Filters are depressing?

Sometimes people tell us that they don’t want to filter out their own visits because it would be “depressing.” We understand that. After the filtering takes place, you may have lower traffic figures. However, it is not that you had higher traffic before. It’s just that you had inaccurate data. If you made decisions based on bad data, they were probably bad decisions.

For example, if you check in at your website daily in order to read your blog or get sales information, you’ll have an extra 20-30 visits from the town where you live. When you examine your data to see where your visitors are geographically you’ll get an inaccurately high number in your town.

Every website starts at zero. Using accurate data to work on SEO for your website will really increase your reach, not falsely inflate your numbers. Bite the bullet and filter out your visits and the visits of your workers.

Exceptions

So we want to stop counting people who are not customers.
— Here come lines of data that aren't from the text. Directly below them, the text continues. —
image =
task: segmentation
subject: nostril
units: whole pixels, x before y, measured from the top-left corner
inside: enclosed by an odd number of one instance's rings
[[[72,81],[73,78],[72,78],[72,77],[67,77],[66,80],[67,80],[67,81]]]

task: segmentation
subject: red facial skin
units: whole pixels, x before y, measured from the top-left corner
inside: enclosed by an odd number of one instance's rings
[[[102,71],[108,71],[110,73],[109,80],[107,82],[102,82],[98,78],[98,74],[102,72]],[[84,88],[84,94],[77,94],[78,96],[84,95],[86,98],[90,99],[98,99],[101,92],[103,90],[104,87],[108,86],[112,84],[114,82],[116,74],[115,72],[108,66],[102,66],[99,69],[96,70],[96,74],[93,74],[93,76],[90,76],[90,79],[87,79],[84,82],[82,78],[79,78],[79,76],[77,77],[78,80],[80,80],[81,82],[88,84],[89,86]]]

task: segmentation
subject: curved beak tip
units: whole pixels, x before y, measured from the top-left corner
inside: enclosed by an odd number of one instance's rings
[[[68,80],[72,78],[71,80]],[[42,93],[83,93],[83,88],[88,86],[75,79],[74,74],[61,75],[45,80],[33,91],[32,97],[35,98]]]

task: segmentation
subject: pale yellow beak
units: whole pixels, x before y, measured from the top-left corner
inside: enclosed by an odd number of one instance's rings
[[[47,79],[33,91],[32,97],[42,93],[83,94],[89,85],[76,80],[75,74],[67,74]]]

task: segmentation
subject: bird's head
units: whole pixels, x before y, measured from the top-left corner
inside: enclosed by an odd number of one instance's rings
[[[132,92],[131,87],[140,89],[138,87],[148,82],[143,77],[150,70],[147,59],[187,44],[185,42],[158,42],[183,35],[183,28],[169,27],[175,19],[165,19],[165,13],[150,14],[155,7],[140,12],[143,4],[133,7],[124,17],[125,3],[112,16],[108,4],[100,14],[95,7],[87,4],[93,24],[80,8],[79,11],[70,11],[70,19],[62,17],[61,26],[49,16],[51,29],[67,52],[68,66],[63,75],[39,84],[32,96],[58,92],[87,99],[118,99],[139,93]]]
However, there may be situations in which you will want to track the visits from some group of workers. This came up in discussions about a site we’re getting ready to launch. The owners, a software company, are conducting testing at one facility. The people at that facility are not paying customers, but the information about how they use the website is valuable.

Fortunately, we can identify this group by the town they’re in — a small town with limited traffic to the client’s website. If that didn’t work, we might find that we could identify them by their network, or we could set up additional analytics profiles so we could examine the data with and without them.

It’s all about the data.  You want to make sure that you’re measuring the information you need to measure in order to make data-driven decisions about the actions you should take.